The approach means you don’t get inured to discretionary spending.
“If you were roughly spending all you had every month and you just normalised that, it’s not really where you want to be with your finances. You want to see progress over the years. And I think that’s why it is quite an effective way of managing your money,” says Benson.
As well as noodling on a spreadsheet, the budget-conscious should allocate time to the things that are going to give them the biggest bang for their buck, says Benson. That could mean haggling the next time your health or car insurance is up for renewal. Switching mortgage, putting your savings into a higher interest account and paying pension contributions will also save you money.
“Focus on the big annual costs, and also on the things that have become a habit, like the Disney+ subscription. Things have to go; otherwise you are always building permanent things into your financial life,” says Benson.

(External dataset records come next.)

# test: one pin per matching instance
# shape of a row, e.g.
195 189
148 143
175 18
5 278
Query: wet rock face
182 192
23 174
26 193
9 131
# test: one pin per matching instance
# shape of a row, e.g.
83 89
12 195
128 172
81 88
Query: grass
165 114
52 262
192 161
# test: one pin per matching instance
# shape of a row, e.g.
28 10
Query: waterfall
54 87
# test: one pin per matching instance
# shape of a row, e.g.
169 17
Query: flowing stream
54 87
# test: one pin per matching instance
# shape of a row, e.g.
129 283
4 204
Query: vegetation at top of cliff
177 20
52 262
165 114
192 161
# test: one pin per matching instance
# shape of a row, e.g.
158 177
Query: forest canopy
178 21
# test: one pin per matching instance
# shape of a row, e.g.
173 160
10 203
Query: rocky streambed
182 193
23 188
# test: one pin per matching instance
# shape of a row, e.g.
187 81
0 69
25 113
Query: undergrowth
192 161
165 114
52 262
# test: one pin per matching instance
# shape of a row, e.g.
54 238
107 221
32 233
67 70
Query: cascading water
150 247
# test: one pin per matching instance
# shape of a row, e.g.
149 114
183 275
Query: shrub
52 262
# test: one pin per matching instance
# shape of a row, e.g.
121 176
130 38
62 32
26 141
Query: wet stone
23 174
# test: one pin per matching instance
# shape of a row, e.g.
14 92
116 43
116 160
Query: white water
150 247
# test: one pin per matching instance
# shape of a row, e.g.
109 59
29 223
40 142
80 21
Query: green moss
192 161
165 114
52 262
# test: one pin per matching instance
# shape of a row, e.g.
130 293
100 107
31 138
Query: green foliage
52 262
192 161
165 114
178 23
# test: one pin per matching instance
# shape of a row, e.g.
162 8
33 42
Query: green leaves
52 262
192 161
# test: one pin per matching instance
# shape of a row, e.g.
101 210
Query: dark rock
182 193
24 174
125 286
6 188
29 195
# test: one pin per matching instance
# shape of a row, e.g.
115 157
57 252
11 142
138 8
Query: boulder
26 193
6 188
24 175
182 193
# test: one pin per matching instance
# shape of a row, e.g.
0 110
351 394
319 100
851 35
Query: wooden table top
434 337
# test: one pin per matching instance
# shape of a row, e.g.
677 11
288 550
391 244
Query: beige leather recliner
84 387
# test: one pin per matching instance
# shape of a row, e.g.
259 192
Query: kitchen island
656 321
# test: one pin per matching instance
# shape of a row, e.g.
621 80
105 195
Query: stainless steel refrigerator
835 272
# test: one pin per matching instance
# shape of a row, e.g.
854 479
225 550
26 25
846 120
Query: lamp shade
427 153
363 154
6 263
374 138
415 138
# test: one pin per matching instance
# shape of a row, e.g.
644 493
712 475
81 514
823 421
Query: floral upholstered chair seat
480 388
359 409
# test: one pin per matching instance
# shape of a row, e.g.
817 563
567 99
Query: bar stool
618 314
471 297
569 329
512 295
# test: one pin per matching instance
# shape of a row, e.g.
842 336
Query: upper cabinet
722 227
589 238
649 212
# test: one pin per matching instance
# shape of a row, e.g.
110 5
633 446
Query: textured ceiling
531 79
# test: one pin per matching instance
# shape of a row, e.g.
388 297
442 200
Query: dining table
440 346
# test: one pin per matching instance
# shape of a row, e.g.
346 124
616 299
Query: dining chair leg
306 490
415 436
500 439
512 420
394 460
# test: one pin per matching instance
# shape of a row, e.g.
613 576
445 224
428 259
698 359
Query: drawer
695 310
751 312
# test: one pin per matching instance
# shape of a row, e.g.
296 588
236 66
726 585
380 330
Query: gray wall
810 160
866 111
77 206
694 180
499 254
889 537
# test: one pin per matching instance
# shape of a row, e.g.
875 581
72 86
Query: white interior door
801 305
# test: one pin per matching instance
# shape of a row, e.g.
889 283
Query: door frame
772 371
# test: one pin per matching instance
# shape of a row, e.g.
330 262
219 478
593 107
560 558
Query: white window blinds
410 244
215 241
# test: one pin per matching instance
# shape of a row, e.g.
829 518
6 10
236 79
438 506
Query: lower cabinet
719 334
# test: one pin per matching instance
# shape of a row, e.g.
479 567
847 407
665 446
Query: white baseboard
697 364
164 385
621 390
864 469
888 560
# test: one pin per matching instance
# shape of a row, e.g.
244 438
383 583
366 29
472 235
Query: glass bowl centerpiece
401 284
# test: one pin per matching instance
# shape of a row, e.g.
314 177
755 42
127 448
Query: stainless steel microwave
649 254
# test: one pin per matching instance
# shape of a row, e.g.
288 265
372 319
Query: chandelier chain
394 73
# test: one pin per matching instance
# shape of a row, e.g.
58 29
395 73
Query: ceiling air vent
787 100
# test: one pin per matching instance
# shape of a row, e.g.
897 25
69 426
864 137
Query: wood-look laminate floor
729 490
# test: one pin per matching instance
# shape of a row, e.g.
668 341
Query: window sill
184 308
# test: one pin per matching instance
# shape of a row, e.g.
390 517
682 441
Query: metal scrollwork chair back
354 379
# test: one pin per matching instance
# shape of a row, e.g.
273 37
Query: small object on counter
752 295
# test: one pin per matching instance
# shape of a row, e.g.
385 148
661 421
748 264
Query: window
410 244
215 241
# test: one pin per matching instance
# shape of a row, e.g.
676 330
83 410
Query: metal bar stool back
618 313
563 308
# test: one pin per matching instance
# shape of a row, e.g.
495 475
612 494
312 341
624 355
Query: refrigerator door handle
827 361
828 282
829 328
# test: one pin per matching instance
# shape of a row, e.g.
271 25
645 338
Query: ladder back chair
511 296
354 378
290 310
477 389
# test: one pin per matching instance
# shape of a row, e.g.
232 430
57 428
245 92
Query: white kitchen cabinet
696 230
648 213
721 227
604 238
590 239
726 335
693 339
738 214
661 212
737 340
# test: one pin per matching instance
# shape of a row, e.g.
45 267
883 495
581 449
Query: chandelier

“People worry, ‘Oh I splurged on a big lunch,’ but in general that’s not really what wrecks people’s finances. It’s more the big-ticket annual stuff and then the regular bad habits. Or the €3,000 sitting on your credit card with 30 per cent interest.”
Zero-based budgeting came naturally when we paid for things in cash, says Benson. “We took out €100 and that was our money for the week, we had a feel for it. The problem now is, because you are tapping, you are not ‘starting’ with €100 and noticing how much it is depleting during the week.
“A lot of these digital applications are now trying to reverse engineer some of the positive characteristics of paper money in how they are used.”
Healthy finances are about cultivating good habits, and being vigilant about cost increases, he says.
“Everyone on the other side of the table wants you to have bad habits, which is basically direct debits that are very convenient. Another month goes by with the direct debit, that’s the dream for them,” says Benson. “They just keep boiling the frog with little annual increases.”